(Resolved) 2016-09-29 07:57 PDT Agent collector problems

Last updated: Mon Feb 04 23:48:02 GMT 2019

RCA: Beginning on 2016-09-29 at 07:57 PDT, our agent collectors began experiencing problems, and rejecting agent check-ins.  This problem was escalated immediately to our engineering operations team, and to our developers.  We restored the status of the agent collector infrastructure beginning at 09:20 PDT.  All results were committed over the course of the following hour, and the platform is up to date as of 10:15 PDT.  The problem was due to a problem in the task definition side of the collector, which affected all components of the agent collector.  The resolution of this issue is already in progress, as we split the agent collector processes into separate channels, to allow agents to continue to commit results independently of task definition download.    If you have any questions, comments or concerns related to this issue, please notify us at support@thousandeyes.com.
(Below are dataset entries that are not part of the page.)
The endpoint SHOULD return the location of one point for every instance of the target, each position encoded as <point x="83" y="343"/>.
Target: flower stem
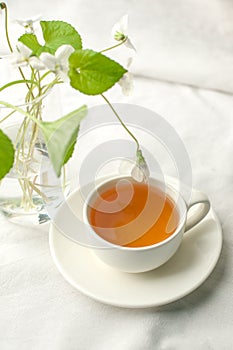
<point x="121" y="121"/>
<point x="114" y="46"/>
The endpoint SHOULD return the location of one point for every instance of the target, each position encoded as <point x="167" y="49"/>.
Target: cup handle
<point x="202" y="202"/>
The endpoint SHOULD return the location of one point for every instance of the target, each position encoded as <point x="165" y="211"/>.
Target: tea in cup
<point x="140" y="225"/>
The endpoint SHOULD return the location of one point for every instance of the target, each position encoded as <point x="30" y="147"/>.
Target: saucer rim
<point x="53" y="230"/>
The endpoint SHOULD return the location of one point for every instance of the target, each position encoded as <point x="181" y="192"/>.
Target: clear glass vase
<point x="31" y="191"/>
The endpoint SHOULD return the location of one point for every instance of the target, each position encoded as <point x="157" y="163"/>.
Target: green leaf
<point x="60" y="137"/>
<point x="93" y="73"/>
<point x="7" y="153"/>
<point x="57" y="33"/>
<point x="30" y="40"/>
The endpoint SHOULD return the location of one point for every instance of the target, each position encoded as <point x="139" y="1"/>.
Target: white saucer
<point x="183" y="273"/>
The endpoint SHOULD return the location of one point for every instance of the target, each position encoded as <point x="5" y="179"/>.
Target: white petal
<point x="27" y="21"/>
<point x="63" y="75"/>
<point x="121" y="26"/>
<point x="48" y="60"/>
<point x="24" y="50"/>
<point x="129" y="44"/>
<point x="126" y="83"/>
<point x="123" y="22"/>
<point x="36" y="63"/>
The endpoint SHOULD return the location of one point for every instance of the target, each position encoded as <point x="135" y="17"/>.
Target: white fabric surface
<point x="39" y="309"/>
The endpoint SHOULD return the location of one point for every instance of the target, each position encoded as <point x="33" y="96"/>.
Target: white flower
<point x="140" y="171"/>
<point x="120" y="32"/>
<point x="20" y="57"/>
<point x="58" y="63"/>
<point x="28" y="23"/>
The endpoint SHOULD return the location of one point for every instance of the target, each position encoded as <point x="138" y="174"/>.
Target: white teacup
<point x="147" y="258"/>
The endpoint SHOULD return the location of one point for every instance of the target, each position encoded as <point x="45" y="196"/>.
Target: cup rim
<point x="109" y="245"/>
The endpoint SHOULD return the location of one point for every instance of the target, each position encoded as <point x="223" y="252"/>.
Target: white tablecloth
<point x="40" y="310"/>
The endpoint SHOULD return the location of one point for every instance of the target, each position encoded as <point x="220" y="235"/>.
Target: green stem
<point x="20" y="110"/>
<point x="114" y="46"/>
<point x="121" y="121"/>
<point x="15" y="82"/>
<point x="6" y="117"/>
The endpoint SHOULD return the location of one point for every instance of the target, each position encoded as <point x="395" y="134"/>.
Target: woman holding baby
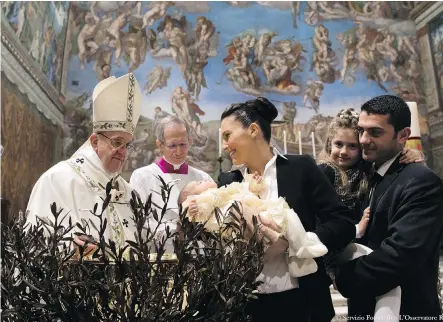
<point x="246" y="132"/>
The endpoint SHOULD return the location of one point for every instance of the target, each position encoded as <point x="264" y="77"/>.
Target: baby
<point x="275" y="218"/>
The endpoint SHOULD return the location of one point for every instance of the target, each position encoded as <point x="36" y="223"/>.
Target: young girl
<point x="342" y="163"/>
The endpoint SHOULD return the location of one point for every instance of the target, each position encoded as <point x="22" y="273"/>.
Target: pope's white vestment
<point x="76" y="185"/>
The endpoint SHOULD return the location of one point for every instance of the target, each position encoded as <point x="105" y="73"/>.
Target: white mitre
<point x="116" y="104"/>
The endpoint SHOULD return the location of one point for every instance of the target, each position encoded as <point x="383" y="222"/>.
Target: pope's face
<point x="112" y="149"/>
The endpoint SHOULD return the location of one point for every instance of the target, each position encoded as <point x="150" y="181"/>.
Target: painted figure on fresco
<point x="248" y="57"/>
<point x="157" y="79"/>
<point x="369" y="49"/>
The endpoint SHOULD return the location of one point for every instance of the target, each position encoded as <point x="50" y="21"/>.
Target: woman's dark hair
<point x="259" y="110"/>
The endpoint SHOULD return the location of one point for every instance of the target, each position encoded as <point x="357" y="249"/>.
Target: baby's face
<point x="198" y="187"/>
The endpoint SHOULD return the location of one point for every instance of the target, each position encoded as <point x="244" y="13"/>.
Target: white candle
<point x="285" y="145"/>
<point x="219" y="142"/>
<point x="299" y="143"/>
<point x="313" y="144"/>
<point x="415" y="121"/>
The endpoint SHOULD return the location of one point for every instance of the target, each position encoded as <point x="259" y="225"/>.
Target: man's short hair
<point x="393" y="106"/>
<point x="167" y="121"/>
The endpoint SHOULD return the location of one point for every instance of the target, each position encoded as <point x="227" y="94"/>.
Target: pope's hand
<point x="80" y="240"/>
<point x="192" y="209"/>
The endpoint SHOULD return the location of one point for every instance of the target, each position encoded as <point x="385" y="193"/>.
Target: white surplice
<point x="145" y="181"/>
<point x="76" y="185"/>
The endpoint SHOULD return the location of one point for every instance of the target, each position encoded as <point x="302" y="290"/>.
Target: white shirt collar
<point x="276" y="153"/>
<point x="385" y="166"/>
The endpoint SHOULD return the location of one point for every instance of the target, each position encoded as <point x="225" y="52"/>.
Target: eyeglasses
<point x="182" y="146"/>
<point x="117" y="144"/>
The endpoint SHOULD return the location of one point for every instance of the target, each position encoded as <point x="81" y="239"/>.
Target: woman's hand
<point x="363" y="224"/>
<point x="411" y="156"/>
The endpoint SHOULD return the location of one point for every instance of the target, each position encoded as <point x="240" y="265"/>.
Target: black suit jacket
<point x="308" y="191"/>
<point x="404" y="231"/>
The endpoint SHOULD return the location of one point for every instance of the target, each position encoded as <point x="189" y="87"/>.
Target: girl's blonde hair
<point x="346" y="119"/>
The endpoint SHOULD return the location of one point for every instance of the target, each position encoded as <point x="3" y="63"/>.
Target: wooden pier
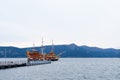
<point x="12" y="64"/>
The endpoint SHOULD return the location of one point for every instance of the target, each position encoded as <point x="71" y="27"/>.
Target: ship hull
<point x="38" y="62"/>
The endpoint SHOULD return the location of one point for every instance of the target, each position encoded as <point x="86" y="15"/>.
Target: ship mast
<point x="42" y="47"/>
<point x="42" y="50"/>
<point x="52" y="47"/>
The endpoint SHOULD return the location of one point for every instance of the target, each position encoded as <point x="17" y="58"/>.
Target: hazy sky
<point x="83" y="22"/>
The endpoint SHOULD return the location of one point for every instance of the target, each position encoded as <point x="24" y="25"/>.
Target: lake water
<point x="67" y="69"/>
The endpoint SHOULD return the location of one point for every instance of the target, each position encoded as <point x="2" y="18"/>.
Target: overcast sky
<point x="83" y="22"/>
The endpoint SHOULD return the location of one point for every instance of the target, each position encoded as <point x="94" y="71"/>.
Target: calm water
<point x="67" y="69"/>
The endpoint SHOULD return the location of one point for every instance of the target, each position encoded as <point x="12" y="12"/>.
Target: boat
<point x="35" y="57"/>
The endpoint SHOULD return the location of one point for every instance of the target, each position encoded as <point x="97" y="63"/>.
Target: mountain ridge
<point x="71" y="50"/>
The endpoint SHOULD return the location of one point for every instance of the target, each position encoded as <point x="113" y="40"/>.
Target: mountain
<point x="71" y="50"/>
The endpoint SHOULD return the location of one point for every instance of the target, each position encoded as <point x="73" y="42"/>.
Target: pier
<point x="12" y="64"/>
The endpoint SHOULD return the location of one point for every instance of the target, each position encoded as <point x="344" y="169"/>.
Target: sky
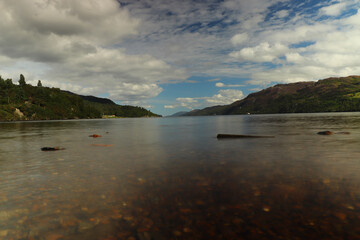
<point x="170" y="55"/>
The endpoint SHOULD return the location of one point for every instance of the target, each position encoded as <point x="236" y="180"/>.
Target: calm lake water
<point x="171" y="178"/>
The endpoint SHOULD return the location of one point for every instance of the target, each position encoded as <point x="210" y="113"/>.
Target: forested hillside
<point x="26" y="102"/>
<point x="327" y="95"/>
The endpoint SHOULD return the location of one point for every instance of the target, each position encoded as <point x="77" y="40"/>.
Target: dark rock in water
<point x="51" y="148"/>
<point x="326" y="133"/>
<point x="94" y="135"/>
<point x="346" y="133"/>
<point x="241" y="136"/>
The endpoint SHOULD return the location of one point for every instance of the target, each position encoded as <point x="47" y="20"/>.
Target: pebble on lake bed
<point x="326" y="133"/>
<point x="95" y="135"/>
<point x="51" y="148"/>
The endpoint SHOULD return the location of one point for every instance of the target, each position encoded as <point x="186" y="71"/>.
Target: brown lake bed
<point x="170" y="178"/>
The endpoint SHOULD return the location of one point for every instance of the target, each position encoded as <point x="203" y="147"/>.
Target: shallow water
<point x="171" y="178"/>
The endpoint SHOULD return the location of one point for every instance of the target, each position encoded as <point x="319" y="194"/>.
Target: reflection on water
<point x="171" y="178"/>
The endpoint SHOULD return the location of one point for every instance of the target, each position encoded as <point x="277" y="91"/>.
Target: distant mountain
<point x="26" y="102"/>
<point x="93" y="98"/>
<point x="327" y="95"/>
<point x="178" y="114"/>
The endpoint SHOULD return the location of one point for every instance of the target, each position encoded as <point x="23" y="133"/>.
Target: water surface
<point x="170" y="178"/>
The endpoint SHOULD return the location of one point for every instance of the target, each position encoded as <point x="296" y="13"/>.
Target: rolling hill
<point x="327" y="95"/>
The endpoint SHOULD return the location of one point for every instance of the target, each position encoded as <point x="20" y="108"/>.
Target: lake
<point x="171" y="178"/>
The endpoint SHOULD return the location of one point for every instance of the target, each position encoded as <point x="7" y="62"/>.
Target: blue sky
<point x="170" y="55"/>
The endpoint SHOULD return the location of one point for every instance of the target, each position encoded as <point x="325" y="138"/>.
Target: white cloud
<point x="263" y="52"/>
<point x="239" y="39"/>
<point x="75" y="41"/>
<point x="134" y="92"/>
<point x="220" y="84"/>
<point x="223" y="97"/>
<point x="305" y="50"/>
<point x="282" y="13"/>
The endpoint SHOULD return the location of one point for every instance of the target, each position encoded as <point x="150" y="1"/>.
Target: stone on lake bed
<point x="95" y="135"/>
<point x="51" y="148"/>
<point x="221" y="136"/>
<point x="326" y="133"/>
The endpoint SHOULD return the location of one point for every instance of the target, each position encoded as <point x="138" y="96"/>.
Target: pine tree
<point x="22" y="80"/>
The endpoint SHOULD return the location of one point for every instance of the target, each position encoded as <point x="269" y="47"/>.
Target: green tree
<point x="22" y="80"/>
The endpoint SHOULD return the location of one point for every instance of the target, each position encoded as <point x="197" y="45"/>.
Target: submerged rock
<point x="94" y="135"/>
<point x="51" y="148"/>
<point x="241" y="136"/>
<point x="326" y="133"/>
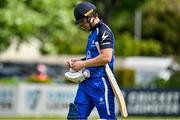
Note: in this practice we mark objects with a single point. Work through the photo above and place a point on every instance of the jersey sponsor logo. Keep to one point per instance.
(88, 55)
(104, 36)
(107, 43)
(93, 43)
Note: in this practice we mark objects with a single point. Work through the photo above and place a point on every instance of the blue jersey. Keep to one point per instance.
(101, 33)
(96, 90)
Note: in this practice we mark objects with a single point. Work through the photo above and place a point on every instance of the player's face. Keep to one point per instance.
(84, 24)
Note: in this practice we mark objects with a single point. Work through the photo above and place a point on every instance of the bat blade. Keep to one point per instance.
(115, 87)
(117, 91)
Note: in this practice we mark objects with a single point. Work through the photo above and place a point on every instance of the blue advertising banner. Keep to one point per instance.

2016-09-29 10:15 PDT: Agent result backlog has cleared.  All agents are now up to date, and results have been committed.

2016-09-29 10:10 PDT: Agent result backlog is still in the process of clearing.

2016-09-29 09:20 PDT: All agent collectors are back online.  Agents are now checking in: it will take between 30 and 45 minutes to clear agent commit backlogs. As agents start to check in, results will be populated in the platform.

2016-09-29 08:17 PDT: We are experiencing an issue with agent collectors.  Requests made from agents to the agent collectors are failing. Users monitoring agent logs will see the following message:  Test results captured on agents will be delayed until our agents are able to check in.  Our operations team is aware of the issue and is in the process of resolving.

yyyy-MM-dd hh:mm:ss.nnn ERROR [0a5b7849] [te] {} Error calling check_in: Connection timeout.

2016-09-29 07:57 PDT: Agent check-ins are failing.  We have begun diagnosis.